Counting paste events with xclip

0

xclip is a command line interface to the X clipboard. When I was trying to set up a security function with this tool, I observed some effects I don't understand.

What I did is I piping strings into xclip with the loops option set to 1 (xclip exits after a single paste event with loops set to 1), like this:

echo test | xclip -loops 1 -display :0 -selection c -verbose

Then, when I tried to paste on my Linux Mate desktop, I observed the following: Pasting into a web form or the Firefox search bar worked like a charm with loops set to 1, but pasting into the address bar of Firefox was not possible like this.

In order to paste to the Firefox address bar, it was necessary to increase loops to 2, i.e. two paste events were "consumed". Pasting into the address bar of Google Chrome consumed 4 paste events. Even pasting into a simple text editor like Pluma required 2 paste events.

But why is this? Why is it sometimes necessary to provide the clipboard content several times in order to successfully paste into an application, and why do applications behave so different?

SYN-cook

Posted 2016-12-29T02:42:37.200

Reputation: 1

IIRC there's some scheme to cater for different buffer sizes, so applications may as well try to read the selection multiple times until they reach the right buffer size. Also, sometimes software is written inefficiently, and can call the same subroutine multiple times by accident. – dirkt – 2016-12-29T10:21:06.353

@dirkt Thanks for your hint with the buffer sizes. I'm not sure if this is significant, but I have just tried to paste texts of different size (up to 7.5MB) - it's all the same effect. – SYN-cook – 2016-12-29T17:52:20.577

If you want details (which I don't remember, it's too long), the protocol is here, and I guess it should be possible to trace the events somehow.

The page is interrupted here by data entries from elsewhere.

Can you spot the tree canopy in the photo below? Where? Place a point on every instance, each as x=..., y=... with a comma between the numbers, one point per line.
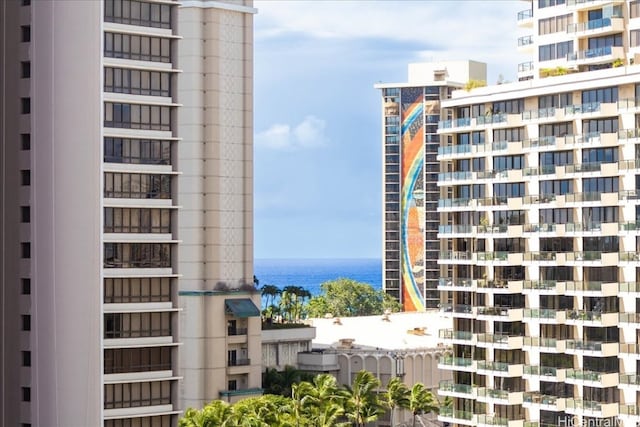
x=347, y=298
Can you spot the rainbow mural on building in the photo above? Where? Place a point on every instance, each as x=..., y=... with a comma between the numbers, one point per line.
x=412, y=199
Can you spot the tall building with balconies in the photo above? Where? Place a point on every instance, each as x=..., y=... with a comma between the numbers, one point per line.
x=410, y=115
x=126, y=171
x=540, y=228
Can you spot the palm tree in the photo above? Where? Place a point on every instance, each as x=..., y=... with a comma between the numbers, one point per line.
x=396, y=396
x=422, y=401
x=361, y=402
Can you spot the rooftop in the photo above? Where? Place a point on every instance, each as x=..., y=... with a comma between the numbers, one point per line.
x=402, y=331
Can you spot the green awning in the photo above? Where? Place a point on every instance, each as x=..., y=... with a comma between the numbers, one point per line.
x=241, y=307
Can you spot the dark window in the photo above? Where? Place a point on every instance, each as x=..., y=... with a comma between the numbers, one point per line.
x=137, y=359
x=25, y=33
x=26, y=286
x=25, y=320
x=26, y=358
x=25, y=105
x=25, y=177
x=25, y=141
x=137, y=289
x=137, y=255
x=25, y=214
x=135, y=116
x=137, y=186
x=25, y=69
x=143, y=48
x=133, y=12
x=25, y=250
x=137, y=325
x=143, y=151
x=131, y=395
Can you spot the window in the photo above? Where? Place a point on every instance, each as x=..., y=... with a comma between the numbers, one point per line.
x=134, y=116
x=130, y=395
x=142, y=48
x=133, y=12
x=137, y=325
x=137, y=289
x=141, y=151
x=25, y=33
x=25, y=321
x=26, y=358
x=503, y=163
x=137, y=82
x=25, y=141
x=137, y=255
x=25, y=69
x=25, y=250
x=137, y=359
x=25, y=214
x=556, y=187
x=26, y=286
x=25, y=177
x=25, y=105
x=606, y=95
x=137, y=186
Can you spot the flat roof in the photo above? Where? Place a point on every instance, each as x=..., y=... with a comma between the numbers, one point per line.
x=403, y=331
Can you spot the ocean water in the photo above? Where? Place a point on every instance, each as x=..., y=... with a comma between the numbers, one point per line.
x=311, y=273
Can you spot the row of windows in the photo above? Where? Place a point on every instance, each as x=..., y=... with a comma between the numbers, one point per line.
x=137, y=186
x=134, y=12
x=137, y=359
x=142, y=48
x=153, y=421
x=137, y=255
x=137, y=325
x=137, y=82
x=131, y=395
x=137, y=220
x=137, y=289
x=135, y=116
x=138, y=151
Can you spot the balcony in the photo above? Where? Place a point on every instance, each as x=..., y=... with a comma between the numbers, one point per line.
x=449, y=388
x=592, y=378
x=504, y=314
x=549, y=345
x=452, y=416
x=591, y=408
x=455, y=284
x=545, y=373
x=449, y=336
x=499, y=341
x=592, y=348
x=544, y=401
x=502, y=397
x=500, y=369
x=591, y=318
x=499, y=286
x=456, y=363
x=631, y=381
x=544, y=315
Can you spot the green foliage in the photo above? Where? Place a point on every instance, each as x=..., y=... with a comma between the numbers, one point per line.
x=473, y=83
x=346, y=298
x=319, y=402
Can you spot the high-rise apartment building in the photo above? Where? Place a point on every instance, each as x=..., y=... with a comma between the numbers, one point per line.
x=540, y=228
x=126, y=172
x=410, y=115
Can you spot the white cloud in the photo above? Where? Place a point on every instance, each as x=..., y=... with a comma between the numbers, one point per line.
x=309, y=133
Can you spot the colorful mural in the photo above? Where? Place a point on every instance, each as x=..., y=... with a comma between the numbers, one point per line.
x=412, y=199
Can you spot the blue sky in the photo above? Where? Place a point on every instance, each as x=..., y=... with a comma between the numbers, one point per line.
x=317, y=116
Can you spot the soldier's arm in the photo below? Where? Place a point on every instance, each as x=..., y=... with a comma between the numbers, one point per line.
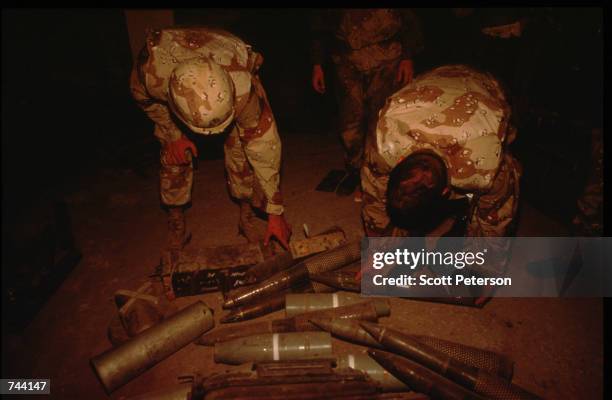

– dirkt – 2016-12-29T21:31:15.243

Answers

0

I'm guessing that the answer is similar to this: https://stackoverflow.com/a/24332080/266747 -- essentially, firefox may be reading from the PRIMARY clipboard multiple times to gather all of the available TARGETS (although that doesn't necessarily make sense in the context of the address bar).

This is what @dirkt said in the comments, but I ran across the stackoverflow link while trying to answer the same question myself, so I thought I'd share.